Pembiasaan Kegagalan: Mengapa Sulit Mengubah Sistem Pendidikan?
Masalah lain yang dihadapi adalah pembiasaan kegagalan dalam sistem pendidikan itu sendiri. Kita sering kali tidak merasa menjadi korban dari sistem ini, meskipun kenyataannya, kita semua—anak bangsa—adalah korban. Sistem pendidikan yang gagal tidak memiliki pelaku yang jelas. Jika seseorang mencuri ponsel, korbannya jelas, pelakunya juga jelas. Namun, dalam hal pendidikan, korban dan pelaku seakan-akan kabur. Hal ini membuat kita sulit untuk merasakan urgensi perubahan.
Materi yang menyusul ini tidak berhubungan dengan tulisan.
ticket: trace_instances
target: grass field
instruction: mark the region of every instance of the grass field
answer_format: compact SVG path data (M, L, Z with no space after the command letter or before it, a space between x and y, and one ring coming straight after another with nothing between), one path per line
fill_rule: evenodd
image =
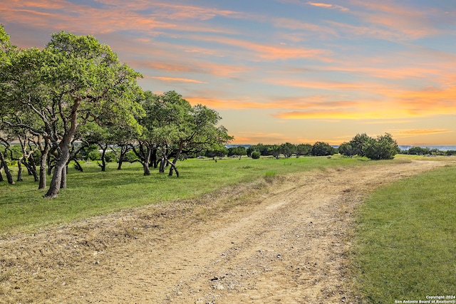
M32 177L9 185L0 183L0 234L68 222L93 215L177 199L194 198L223 187L286 173L330 167L368 164L363 158L343 157L187 159L178 162L180 177L153 171L143 176L138 163L122 170L108 164L102 172L96 164L83 164L83 172L68 169L68 188L53 199L43 199ZM16 168L13 167L13 171ZM51 177L48 177L48 182Z
M353 264L365 303L456 294L455 186L456 168L446 167L382 187L363 205Z
M442 157L401 155L382 162ZM96 164L86 164L83 172L70 167L68 188L53 199L43 198L45 192L37 190L29 176L14 185L0 183L0 236L196 198L239 183L270 182L287 173L371 164L378 162L341 156L188 159L178 163L180 178L155 171L145 177L138 163L125 163L120 171L110 164L105 172ZM456 167L444 167L383 187L359 208L351 259L355 288L363 303L393 303L456 293L455 185Z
Ketidakjelasan ini juga membuat kita tidak sadar bahwa kita telah terlibat dalam melanggengkan kebobrokan sistem pendidikan. Contoh sederhana adalah pembiaran terhadap praktik-praktik yang merusak, seperti suap dalam ujian atau manipulasi nilai. Kita terbiasa dengan keadaan ini sehingga tidak merasa perlu untuk bertindak.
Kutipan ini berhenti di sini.